In deze zaak heeft de Hoge Raad op 4 september 2015 uitspraak gedaan in een civiele cassatieprocedure. De zaak betreft een geschil tussen [eiseres] en [verweerster] over de afwikkeling van een koopovereenkomst van een brasserie, waarbij een earn-out regeling was afgesproken. De rechtbank had [eiseres] veroordeeld tot betaling van een bedrag aan [verweerster], maar het gerechtshof Den Haag heeft in hoger beroep de vordering van [eiseres] afgewezen en de wettelijke rente over het te betalen bedrag pas vanaf een latere datum vastgesteld.
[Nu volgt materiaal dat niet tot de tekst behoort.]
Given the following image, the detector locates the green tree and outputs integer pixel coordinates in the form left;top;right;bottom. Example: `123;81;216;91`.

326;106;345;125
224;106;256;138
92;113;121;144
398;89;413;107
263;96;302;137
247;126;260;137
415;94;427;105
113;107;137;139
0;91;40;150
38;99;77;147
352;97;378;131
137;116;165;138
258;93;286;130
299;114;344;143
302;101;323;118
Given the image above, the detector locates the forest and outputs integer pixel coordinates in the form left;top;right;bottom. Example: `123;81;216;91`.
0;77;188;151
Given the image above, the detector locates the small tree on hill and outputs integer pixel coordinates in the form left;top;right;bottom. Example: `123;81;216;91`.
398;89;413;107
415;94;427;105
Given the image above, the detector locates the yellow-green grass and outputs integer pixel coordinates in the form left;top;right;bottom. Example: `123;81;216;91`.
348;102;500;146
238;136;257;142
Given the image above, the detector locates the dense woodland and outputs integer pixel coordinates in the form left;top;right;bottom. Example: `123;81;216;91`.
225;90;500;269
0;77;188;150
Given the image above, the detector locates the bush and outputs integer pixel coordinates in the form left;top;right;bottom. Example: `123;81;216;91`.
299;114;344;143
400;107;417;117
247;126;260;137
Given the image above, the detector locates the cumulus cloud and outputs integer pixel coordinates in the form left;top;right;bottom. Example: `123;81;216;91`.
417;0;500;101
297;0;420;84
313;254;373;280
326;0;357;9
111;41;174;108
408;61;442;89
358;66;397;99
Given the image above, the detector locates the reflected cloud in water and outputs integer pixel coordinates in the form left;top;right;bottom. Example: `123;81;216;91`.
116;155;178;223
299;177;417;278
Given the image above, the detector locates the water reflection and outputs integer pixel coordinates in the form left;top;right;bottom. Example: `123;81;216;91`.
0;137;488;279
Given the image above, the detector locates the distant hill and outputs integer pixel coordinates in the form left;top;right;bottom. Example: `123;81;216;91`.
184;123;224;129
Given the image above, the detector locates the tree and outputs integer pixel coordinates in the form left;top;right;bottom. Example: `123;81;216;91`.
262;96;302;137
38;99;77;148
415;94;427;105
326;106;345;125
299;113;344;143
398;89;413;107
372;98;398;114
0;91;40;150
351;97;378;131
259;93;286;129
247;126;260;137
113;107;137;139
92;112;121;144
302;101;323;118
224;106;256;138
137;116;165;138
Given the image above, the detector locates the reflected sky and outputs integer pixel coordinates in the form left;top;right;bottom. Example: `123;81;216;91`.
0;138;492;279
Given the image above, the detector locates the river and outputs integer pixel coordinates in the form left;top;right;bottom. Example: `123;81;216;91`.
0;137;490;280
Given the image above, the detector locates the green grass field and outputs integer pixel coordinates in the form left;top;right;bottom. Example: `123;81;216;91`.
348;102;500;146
[verweerster] heeft cassatie ingesteld tegen de rolbeslissingen van het hof, die het mogelijk maakten dat [verweerster] alsnog een memorie van grieven mocht indienen. De Hoge Raad oordeelde dat de rolbeslissingen van het hof niet in overeenstemming waren met de vaste rechtspraak, die stelt dat een akte niet-dienen een bindende eindbeslissing is. De Hoge Raad vernietigde de rolbeslissingen van het hof en verwees de zaak naar het gerechtshof Amsterdam voor verdere behandeling.
De Hoge Raad heeft ook de kosten van het geding in cassatie aan [verweerster] opgelegd, terwijl het incidentele beroep van [verweerster] werd verworpen. Dit arrest benadrukt het belang van goede procesorde en de beperkingen van het terugkomen op bindende eindbeslissingen in het procesrecht.